Ein Schelm, der Böses dabei denkt. Dem Politiker Darabos mit Ambition auf den Landeshauptmannssessel im Burgenland ist wohl bewusst, dass mit der Abschaffung der Wehrpflicht, der für den Sozialdienst unentbehrliche Zivildienst unbezahlbar wird. Als burgenländischer Politiker denkt er auch an Standorte in seinem Bundesland und hält am umstrittenen Assistenzeinsatz im Gebiet zur ungarischen Grenze fest.

 So hält Darabos an rigorose Sparmassnahmen innerhalb des Systems fest und klammert die Option eines Berufsheeres kategorisch aus, wobei das politische Misstrauen der SPÖ, begründet in den traumatischen Reminiszenzen an das Jahr 1934, einen gravierenden Anteil hat.
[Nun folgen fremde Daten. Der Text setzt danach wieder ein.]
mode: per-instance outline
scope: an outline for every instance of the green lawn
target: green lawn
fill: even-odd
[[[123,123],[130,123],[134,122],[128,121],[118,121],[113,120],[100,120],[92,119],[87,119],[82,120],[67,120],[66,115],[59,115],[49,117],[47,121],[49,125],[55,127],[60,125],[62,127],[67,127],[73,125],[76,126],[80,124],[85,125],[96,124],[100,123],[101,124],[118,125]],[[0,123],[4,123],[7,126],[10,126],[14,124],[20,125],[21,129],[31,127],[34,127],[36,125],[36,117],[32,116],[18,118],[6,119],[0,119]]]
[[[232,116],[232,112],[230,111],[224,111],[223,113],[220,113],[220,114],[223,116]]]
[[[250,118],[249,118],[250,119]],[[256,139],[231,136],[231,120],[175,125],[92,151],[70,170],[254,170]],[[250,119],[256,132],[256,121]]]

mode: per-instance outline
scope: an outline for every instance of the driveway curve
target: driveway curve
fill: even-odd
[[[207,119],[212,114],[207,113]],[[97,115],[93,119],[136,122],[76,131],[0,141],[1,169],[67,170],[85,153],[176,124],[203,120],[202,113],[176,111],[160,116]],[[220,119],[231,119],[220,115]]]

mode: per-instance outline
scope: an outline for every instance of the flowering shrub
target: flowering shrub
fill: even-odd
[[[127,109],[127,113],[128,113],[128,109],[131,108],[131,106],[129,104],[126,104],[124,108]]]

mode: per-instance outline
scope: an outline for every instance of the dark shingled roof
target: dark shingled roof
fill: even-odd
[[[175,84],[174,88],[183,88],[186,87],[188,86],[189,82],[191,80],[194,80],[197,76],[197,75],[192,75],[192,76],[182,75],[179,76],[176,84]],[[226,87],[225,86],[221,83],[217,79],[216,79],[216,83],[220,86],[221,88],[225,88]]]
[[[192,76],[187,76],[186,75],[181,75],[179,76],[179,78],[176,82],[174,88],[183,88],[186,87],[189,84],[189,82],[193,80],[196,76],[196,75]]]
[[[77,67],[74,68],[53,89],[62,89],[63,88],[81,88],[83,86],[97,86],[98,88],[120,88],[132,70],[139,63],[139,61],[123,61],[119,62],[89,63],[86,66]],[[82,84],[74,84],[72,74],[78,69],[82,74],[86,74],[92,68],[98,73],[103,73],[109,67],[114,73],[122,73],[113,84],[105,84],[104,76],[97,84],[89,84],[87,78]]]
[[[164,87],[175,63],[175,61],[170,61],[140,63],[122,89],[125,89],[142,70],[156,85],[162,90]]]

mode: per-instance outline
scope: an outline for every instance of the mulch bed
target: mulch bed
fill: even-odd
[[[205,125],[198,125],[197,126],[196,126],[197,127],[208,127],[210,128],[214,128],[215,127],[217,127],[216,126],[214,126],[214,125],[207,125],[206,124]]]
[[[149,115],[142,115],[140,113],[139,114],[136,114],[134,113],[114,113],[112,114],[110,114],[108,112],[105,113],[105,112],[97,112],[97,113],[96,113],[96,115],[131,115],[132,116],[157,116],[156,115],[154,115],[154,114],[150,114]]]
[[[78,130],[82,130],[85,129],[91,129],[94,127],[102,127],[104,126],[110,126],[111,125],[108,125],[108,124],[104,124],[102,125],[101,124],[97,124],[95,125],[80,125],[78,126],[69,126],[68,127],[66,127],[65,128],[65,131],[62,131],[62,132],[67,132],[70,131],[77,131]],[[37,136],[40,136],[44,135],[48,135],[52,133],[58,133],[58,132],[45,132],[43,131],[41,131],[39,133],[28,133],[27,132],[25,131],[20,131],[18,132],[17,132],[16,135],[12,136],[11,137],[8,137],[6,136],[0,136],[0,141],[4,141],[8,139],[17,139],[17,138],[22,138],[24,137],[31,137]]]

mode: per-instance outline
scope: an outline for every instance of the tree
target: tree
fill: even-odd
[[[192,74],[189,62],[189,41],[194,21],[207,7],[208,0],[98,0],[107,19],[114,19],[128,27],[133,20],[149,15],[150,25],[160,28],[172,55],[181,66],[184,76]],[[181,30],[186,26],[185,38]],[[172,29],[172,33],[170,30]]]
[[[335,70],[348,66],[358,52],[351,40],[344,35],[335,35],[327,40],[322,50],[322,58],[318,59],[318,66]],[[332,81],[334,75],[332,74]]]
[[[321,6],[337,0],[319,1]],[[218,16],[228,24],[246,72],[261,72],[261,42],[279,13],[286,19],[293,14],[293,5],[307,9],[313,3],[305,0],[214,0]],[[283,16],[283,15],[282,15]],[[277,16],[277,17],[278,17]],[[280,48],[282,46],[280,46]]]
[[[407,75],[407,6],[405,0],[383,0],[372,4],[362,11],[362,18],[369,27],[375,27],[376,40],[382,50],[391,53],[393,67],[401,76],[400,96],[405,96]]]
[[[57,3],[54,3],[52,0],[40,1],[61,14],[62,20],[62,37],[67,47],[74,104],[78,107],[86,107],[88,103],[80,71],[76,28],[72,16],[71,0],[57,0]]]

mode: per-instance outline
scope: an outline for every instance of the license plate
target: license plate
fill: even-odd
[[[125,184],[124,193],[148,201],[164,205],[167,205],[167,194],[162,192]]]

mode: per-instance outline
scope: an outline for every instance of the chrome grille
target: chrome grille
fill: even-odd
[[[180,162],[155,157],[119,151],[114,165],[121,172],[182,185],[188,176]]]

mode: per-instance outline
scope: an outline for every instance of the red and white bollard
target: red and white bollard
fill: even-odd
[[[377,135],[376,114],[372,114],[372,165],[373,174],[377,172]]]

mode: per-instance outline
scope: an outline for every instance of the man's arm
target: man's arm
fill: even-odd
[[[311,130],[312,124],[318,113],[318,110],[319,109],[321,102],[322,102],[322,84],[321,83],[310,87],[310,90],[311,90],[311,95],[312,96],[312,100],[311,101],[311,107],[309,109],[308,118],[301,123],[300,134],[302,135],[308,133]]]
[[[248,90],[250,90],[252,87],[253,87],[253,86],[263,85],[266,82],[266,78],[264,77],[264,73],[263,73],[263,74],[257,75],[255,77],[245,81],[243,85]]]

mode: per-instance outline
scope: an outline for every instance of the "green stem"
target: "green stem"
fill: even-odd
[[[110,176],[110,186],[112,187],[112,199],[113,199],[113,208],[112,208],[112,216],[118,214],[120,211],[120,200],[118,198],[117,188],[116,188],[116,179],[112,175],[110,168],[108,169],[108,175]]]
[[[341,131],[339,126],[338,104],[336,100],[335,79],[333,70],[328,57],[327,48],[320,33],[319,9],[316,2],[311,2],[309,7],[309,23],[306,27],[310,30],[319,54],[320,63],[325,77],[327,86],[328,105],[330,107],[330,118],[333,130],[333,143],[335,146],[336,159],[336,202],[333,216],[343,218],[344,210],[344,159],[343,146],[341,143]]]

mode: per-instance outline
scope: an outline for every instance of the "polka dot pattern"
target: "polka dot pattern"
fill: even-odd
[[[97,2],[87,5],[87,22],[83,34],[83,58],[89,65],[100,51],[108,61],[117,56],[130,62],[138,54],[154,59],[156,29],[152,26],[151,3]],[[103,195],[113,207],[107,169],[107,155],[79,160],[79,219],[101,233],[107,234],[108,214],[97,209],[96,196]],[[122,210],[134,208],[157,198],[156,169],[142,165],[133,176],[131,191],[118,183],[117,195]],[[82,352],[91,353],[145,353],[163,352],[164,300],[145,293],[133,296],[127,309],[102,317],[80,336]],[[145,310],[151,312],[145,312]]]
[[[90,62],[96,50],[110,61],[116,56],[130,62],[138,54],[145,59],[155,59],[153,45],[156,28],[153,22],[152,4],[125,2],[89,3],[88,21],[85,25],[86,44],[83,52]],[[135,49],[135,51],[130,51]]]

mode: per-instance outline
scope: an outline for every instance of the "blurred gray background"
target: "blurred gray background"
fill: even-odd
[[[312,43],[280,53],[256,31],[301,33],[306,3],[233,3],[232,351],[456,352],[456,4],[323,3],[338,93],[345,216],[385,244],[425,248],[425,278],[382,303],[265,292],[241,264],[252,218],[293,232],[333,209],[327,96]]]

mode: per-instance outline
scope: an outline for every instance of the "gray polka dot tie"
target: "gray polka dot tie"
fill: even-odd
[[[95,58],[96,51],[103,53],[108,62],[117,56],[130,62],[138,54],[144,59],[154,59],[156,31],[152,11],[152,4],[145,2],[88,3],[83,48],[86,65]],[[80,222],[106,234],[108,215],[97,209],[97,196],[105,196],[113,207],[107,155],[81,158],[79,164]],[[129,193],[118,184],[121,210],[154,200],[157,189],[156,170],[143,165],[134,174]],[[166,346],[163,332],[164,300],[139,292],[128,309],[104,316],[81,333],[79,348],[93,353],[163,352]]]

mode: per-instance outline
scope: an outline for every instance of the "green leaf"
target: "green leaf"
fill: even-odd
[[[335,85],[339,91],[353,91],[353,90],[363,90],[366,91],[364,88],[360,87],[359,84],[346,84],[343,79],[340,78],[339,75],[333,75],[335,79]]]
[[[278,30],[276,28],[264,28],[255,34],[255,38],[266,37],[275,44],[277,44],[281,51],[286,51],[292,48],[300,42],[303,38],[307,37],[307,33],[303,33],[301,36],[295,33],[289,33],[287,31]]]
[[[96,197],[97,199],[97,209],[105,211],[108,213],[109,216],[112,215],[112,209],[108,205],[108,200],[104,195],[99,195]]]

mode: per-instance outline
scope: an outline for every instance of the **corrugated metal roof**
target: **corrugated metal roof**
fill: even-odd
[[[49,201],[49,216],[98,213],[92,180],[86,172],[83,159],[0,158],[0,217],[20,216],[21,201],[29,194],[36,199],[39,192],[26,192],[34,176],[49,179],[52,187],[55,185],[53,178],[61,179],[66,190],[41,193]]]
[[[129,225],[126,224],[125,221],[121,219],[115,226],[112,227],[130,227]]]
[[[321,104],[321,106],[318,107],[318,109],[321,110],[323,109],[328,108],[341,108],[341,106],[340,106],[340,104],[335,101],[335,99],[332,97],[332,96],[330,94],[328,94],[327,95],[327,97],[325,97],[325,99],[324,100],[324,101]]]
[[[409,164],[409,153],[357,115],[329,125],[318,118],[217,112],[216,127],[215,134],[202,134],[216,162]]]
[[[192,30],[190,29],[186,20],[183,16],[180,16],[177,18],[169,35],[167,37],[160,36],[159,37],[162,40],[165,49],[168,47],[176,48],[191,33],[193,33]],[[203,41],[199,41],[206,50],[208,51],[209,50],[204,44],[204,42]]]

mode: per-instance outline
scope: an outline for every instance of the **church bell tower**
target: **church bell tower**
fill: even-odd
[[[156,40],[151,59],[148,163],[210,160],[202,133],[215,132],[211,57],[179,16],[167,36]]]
Damit schien die Diskussion über die Wehrpflicht gelaufen zu sein. Die Kehrtwendung der SPÖ-Spitze in der Sache Wehrpflicht macht aus Darabos eine unglückliche Figur, den daraus resultierenden Kollateralschaden nimmt die SPÖ in Kauf.

Doch die Argumente der Wehrpflichtgegner, die jetzt Aufwind verspüren, sind ernst zu nehmen. 21 Staaten der EU- von Frankreich über England bis Schweden, Deutschland wird folgen - haben sich von der Wehrpflicht verabschiedet und sie für obsolet erklärt. Als überzeugter Verfechter der allgemeinen Wehrpflicht betrachte auch ich die sechs Monate Wehrpflicht als grenzwertig und manche Offiziere und Unteroffiziere sehen die Grundwehrdiener eher als Belastung denn als Bereicherung.(Kostenfrage und Ausbildereinsatz)

Die Frage der Ausbildungsinhalte für 6 Monate-Diener in Zeiten asymmetrischer Kriege, Hightech Waffen, Terrorismusbekämpfung, Cyberwar, elektronische Kampfführung blieb bisher unbeantwortet.

Und die Abschaffung der Truppenübungen hat die Wehrpflicht in Richtung Sinnlosigkeit verkürzt und zu Resignation vieler Militärs geführt.

Die Befürworter der Wehrpflicht betonen in ihren Stellungnahmen zumeist Sekundärargumente wie Integration in der Gesellschaft, Identität in der Öffentlichkeit, Dienst an der Gemeinschaft, Potential für Werbung von Zeit- und Berufssoldaten.

Wichtige Argumente, doch entscheidend ist die sicherheits – und verteidigungspolitische Begründung. Die Budgetknappheit als strategischer Parameter ist eine vollkommen falsche Ausrichtung.

Der Schutz Österreichs und seiner Bevölkerung mit gleichzeitiger Fähigkeit, Auslandseinsätze zu führen sowie Katastropheneinsätze zu bewältigen, bedingt die allgemeine Wehrpflicht und ein tragfähiges Milizkonzept. (Wehren ist Bürgerrecht, Personal für Reserven).

Unter den derzeitigen Prämissen liegt das Eintreten für ihre Beibehaltung in der großen Verantwortung der Offiziersgesellschaft.